All my characters are me. I’m not a good enough actor to become a character. I hear about actors who become the role and I think ‘I wonder what that feels like’. Because for me, they’re all me. I relate to these characters because aspects of their personality are like me. And I just turn up the parts of myself that are them and turn down the parts that aren’t.
This is how I feel about the characters I make up–thus, I’m pretty sure it’s a sign that Ryan Gosling would find me fascinating and familiar and probably witty and beautiful. Every perspective I write from, every character I try and create, has to have a little bit of me in them or else it’s like I’m swimming against a really strong current. (And I’m not a very good swimmer.)
That said, this Week 5 story character was so me–even with the little details I gave her that had nothing to do with my life–that I was basically writing a fantasy staring myself. And when I posted my words to the class board, I failed to consider what it would be like to read my classmates’ and teacher’s comments about a character that was me.
“You capture the subtle boredom and desperation and confusion in the narrator’s life nicely,” one person said. And I thought Huh, I guess I am subtly bored and desperate and confused…sometimes not so subtly.

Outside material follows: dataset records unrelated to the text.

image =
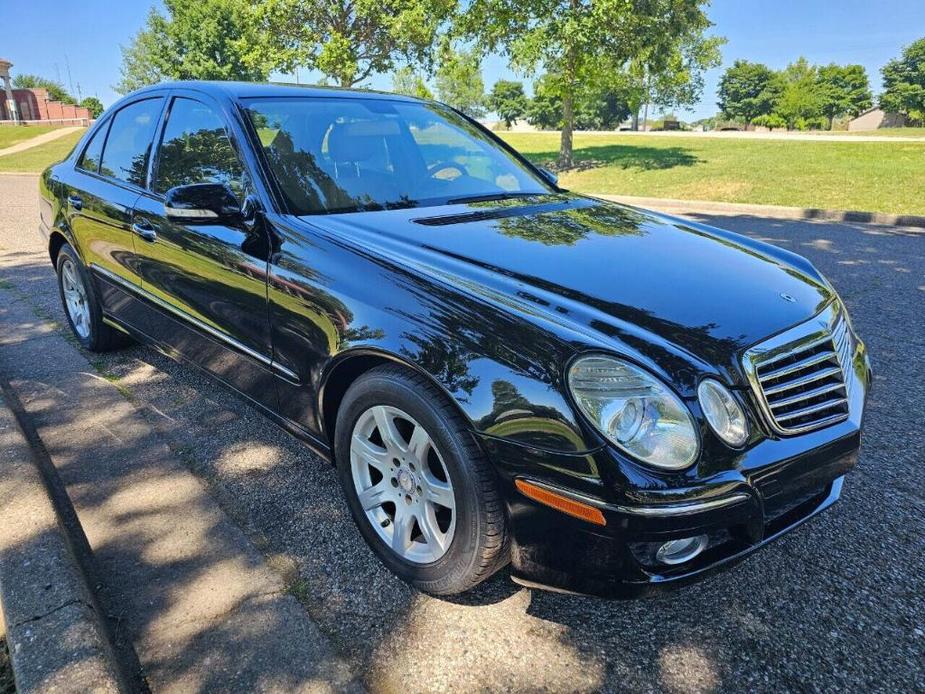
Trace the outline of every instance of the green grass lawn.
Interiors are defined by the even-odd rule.
[[[2,156],[0,157],[0,171],[40,173],[49,164],[64,159],[83,134],[83,130],[78,130],[57,140],[46,142],[44,145]]]
[[[0,128],[0,149],[57,130],[57,125],[5,125]]]
[[[504,133],[532,161],[554,161],[557,133]],[[565,188],[612,195],[925,214],[925,142],[575,136],[583,170]]]
[[[925,128],[880,128],[879,130],[821,131],[823,135],[882,135],[883,137],[923,137]]]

The teacher was particularly interested in the narrator’s voice and sensibility. “She has a super high degree of self–consciousness,” he observed, “which leads her frequently to comment on and critique her own behavior. Lively, self–deprecating, ironic, rueful—the voice is at times all of these things, and it’s hard not to feel some warm feeling toward her.” Well, I’m glad somebody feels some warmth towards me. But aw man–am I basically characterized by a high degree of self consciousness? I wonder if everybody finds me insecure. Do they? DO THEY?
Another person suggested that I further establish the “unreliability” of the narrator. “I’m not getting enough subtext between the narrator and [the other character],” she said. She advised that I go ahead and acknowledge that the narrator’s memories of the friendship are significantly flawed and full of regret and doubt. Woah, this is getting weird.
It was a little surreal to read other people’s reactions to and interpretations of my personality and insecurities. It was like anonymous therapy with well-read therapists who majored in English. I read through all the comments on this story that could have been my life and I sat at my desk thinking about protagonists and writers, and art imitating life and life imitating art. I mean, wouldn’t it be weird/neat/interesting, if someone wrote an unfiltered “me” character and submitted it to a class just to see what other people thought about the hot mess of strengths and weaknesses that that person lived with every day? And actually, wouldn’t that make a great story? (DIBS!!! I CALLED IT! YOU HEARD IT!) It would be a little like the film Adaptation and a little like the recent A Midnight in Paris–one of the best movies I’ve seen lately, even if it didn’t include a shot of Ryan Gosling’s abs. But it also would be completely different. Get it?
Do you hear that? That’s the sound of the wheels in my head spinning.
If I had to define the lesson I got from Week 5 of this creative writing class, I’d say it was something about characters as reflections of authors/real people. What? I didn’t say I would define it well. Okay, I guess there’s also a lesson in there about the evolution of plot ideas. There, are you happy? Two (vague) lessons.
If any of you are working on writing projects of your own, I hope (but don’t expect) this was helpful. Really, good luck. If you’re like me, you’ll need it.